Sous la surface, un peuple silencieux tisse le monde.
Il relie les vivants, recycle la mort, entretient le passage.
Rien ne naît, rien ne meurt : tout circule.
Tout a commencé par une odeur qu’elle n’arrivait pas à nommer, quelque chose d’humide, de vivant, qui s’attardait dans la cuisine même après qu’elle eut lavé, frotté, rincé trois fois le même endroit sous l’évier.
Elle a trouvé là une petite tache blanche, ronde comme un souffle, un peu fuzzy… et quand elle l’a écrasée du bout du doigt, ça s’est affaissé avec un bruit mou, comme une respiration qui s’éteint, pschuiiit.
Le lendemain, il y en avait d’autres. De petites formes veloutées qui revenaient chaque matin, un peu plus nombreuses, un peu plus sûres d’elles. Elle a désinfecté, ouvert les fenêtres, l’air a semblé plus lourd encore, une moiteur vivante.
Le garçon, lui, n’a rien remarqué. Treize ans, il mange dans sa chambre au sous-sol, laisse les bols et les verres sur le plancher, trouve même l’odeur rassurante. Il dit qu’il aime ce silence-là, celui du bois qui craque sous ses pas, ce son épais comme un souffle qu’il croit entendre venir du sol.
Les jours passent et la maison se couvre d’une douceur étrange, d’une tiédeur de forêt après la pluie. Autour de la baignoire, de minuscules pousses roses sont apparues, fines comme des doigts d’enfant. Elle les observe longtemps, fascinée malgré elle. Il y a dans leur couleur quelque chose de tendre, presque beau.
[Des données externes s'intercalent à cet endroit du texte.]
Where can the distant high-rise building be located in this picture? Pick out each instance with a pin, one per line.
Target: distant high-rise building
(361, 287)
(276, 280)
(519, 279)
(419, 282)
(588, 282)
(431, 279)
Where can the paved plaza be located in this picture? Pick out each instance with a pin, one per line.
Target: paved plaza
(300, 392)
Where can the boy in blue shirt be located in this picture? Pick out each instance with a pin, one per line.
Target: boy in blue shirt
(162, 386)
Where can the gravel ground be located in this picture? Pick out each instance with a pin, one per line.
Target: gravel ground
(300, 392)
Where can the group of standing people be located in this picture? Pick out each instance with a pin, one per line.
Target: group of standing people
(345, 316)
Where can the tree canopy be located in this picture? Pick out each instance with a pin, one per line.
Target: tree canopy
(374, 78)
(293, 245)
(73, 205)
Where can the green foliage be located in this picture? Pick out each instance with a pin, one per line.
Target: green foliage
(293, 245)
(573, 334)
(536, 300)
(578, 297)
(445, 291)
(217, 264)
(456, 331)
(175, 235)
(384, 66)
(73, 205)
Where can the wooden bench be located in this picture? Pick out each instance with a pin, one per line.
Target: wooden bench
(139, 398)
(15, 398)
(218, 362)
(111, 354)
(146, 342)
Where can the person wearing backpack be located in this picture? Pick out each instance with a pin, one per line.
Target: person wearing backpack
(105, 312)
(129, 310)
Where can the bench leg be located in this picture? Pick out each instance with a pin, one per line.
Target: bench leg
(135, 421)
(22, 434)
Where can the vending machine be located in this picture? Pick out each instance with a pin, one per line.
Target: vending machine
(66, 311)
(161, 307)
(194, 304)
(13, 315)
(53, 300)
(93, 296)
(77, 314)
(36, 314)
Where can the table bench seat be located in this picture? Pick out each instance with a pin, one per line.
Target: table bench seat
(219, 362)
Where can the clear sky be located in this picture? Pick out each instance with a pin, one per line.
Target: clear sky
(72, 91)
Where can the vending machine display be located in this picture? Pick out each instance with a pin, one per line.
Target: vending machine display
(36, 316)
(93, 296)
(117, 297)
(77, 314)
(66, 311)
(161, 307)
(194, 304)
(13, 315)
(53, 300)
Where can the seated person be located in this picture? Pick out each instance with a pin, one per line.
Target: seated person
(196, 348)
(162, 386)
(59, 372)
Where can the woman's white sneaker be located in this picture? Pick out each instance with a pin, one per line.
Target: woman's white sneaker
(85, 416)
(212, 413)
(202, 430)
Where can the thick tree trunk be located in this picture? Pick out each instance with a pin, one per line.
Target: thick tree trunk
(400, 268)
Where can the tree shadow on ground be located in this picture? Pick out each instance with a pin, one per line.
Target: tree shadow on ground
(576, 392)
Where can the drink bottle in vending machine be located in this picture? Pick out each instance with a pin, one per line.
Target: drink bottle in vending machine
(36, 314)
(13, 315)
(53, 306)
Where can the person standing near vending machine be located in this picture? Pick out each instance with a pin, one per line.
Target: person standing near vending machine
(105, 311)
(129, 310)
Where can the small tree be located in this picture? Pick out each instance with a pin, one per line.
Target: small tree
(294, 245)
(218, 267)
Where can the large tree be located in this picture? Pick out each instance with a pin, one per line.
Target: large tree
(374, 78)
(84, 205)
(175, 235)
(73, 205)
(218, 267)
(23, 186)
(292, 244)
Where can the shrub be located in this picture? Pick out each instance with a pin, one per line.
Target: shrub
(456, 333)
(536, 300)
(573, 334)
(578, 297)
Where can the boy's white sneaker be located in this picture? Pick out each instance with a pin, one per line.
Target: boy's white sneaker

Elle frotte, rince, désinfecte, jusqu’à ce que tout disparaisse. Mais, quelques heures plus tard, les doigts sont revenus, un peu plus nombreux, un peu plus assurés, comme s’ils savaient qu’elle allait revenir.
Dans la chambre de son fils, l’air est plus chaud, plus dense, et la nuit, il sent sous sa peau des picotements qui l’apaisent, comme si quelqu’un lui caressait les veines de l’intérieur. Au matin, il se lève lentement, sans douleur, mais la gorge lui brûle un peu. Quand il tousse, de la poussière dorée s’échappe de sa bouche. Elle dit que c’est la poussière du plancher, lui répond que c’est juste de l’air. La maison respire, voilà tout. Il se tient plus droit, plus calme, et la chaleur qu’il dégage semble gagner les murs, les objets, jusqu’à elle.
Une nuit, elle se lève, ouvre la porte de sa chambre, et l’air qui en sort est tiède, vivant, presque doux. Il est là, assis par terre, torse nu, les yeux mi-clos. Sur son épaule pousse une tige blanche, fine, qui tremble légèrement. Elle avance sans crier, fascinée par la beauté de cette chose. Il la regarde, sourit, et la poussière dorée s’élève entre eux. Elle la respire sans s’en rendre compte. Une chaleur lente lui envahit la poitrine, et tout à coup, elle comprend qu’il n’y a plus de frontière entre le propre et le vivant, plus de peur ni de dégoût, seulement un calme immense.
Elle ferme les yeux. Dans sa tête, quelque chose pousse, doucement, et elle se sent, pour la première fois depuis des années, parfaitement à sa place.